Because the Delaware Supreme Court believed that the Company’s LLC Agreement obviated any need to reach the issue of whether the LLC Act imposed default fiduciary duties on the Company, it did not address that question, and criticized as “improvident and unnecessary” and “dictum with no precedential value” the Delaware Chancery Court’s conclusion that the LLC Act does impose default fiduciary duties. To the extent the Chancery Court’s decision had provided some guidance on what duties, if any, are imposed on LLC members and managers by law, the Supreme Court took it away, rebuking the lower court for straying “beyond the proper purview and function of a judicial opinion,” declaring that “reasonable minds could differ” on the issue of whether default fiduciary duties existed, and suggesting that the statutory ambiguity in the LLC Act should be resolved by the Delaware General Assembly.

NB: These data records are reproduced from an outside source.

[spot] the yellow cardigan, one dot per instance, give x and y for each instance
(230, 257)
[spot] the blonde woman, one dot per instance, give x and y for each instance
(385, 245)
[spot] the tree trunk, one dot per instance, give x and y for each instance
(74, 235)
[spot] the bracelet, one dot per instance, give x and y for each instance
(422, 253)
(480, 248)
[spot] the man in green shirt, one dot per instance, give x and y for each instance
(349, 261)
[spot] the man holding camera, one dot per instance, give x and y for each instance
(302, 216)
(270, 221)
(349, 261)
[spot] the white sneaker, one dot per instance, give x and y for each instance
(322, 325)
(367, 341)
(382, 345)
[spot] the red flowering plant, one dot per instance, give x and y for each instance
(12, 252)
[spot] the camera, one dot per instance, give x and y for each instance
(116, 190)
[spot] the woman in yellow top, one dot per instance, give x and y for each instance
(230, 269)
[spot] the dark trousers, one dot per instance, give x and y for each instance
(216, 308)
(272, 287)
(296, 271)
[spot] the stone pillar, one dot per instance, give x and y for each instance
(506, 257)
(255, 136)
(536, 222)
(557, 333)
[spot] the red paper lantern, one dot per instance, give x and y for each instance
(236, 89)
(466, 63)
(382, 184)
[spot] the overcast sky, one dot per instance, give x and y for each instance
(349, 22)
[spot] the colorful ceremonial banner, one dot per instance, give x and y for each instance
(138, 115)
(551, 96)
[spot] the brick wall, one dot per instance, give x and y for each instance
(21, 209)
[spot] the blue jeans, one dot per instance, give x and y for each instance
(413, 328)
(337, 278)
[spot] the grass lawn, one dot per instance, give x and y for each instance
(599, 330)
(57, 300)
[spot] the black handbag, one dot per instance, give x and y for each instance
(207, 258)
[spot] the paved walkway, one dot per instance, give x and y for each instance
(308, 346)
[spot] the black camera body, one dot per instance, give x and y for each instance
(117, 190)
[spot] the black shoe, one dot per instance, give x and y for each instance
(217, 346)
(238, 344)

The Auriga decision is interesting for several reasons. First, the Delaware Supreme Court’s failure to express a definitive view about whether or not the LLC Act imposes default fiduciary duties reminds lawyers and professionals alike that clarity is more important than ever when drafting and negotiating agreements governing the relationship between controlling members, minority members, and managers of an LLC. Parties should not assume that courts will find that default fiduciary duties bind members and managers where an LLC agreement is silent on the issue. Second, the Supreme Court’s analysis in Auriga indicates that “magic words” are not necessary for the court to impose a higher standard of scrutiny or conduct in certain contexts. To protect against the possibility that a court will impose more restrictive duties than intended, parties may want to consider explicitly stating in the LLC agreement which fiduciary duties do not apply and explicit standards that would govern transactions like a sale of the business. Lastly, notwithstanding the Supreme Court’s declaration that “reasonable minds could differ” on whether the LLC Act imposes default fiduciary duties in Delaware LLCs, the trend in Delaware Chancery Courts is to find that it does, and, as we’ll discuss in the next installment of this series, even the Supreme Court’s admonition in Auriga that the legislature should be urged to decide the issue has not deterred Delaware Chancery Courts from reaffirming this viewpoint in later decisions.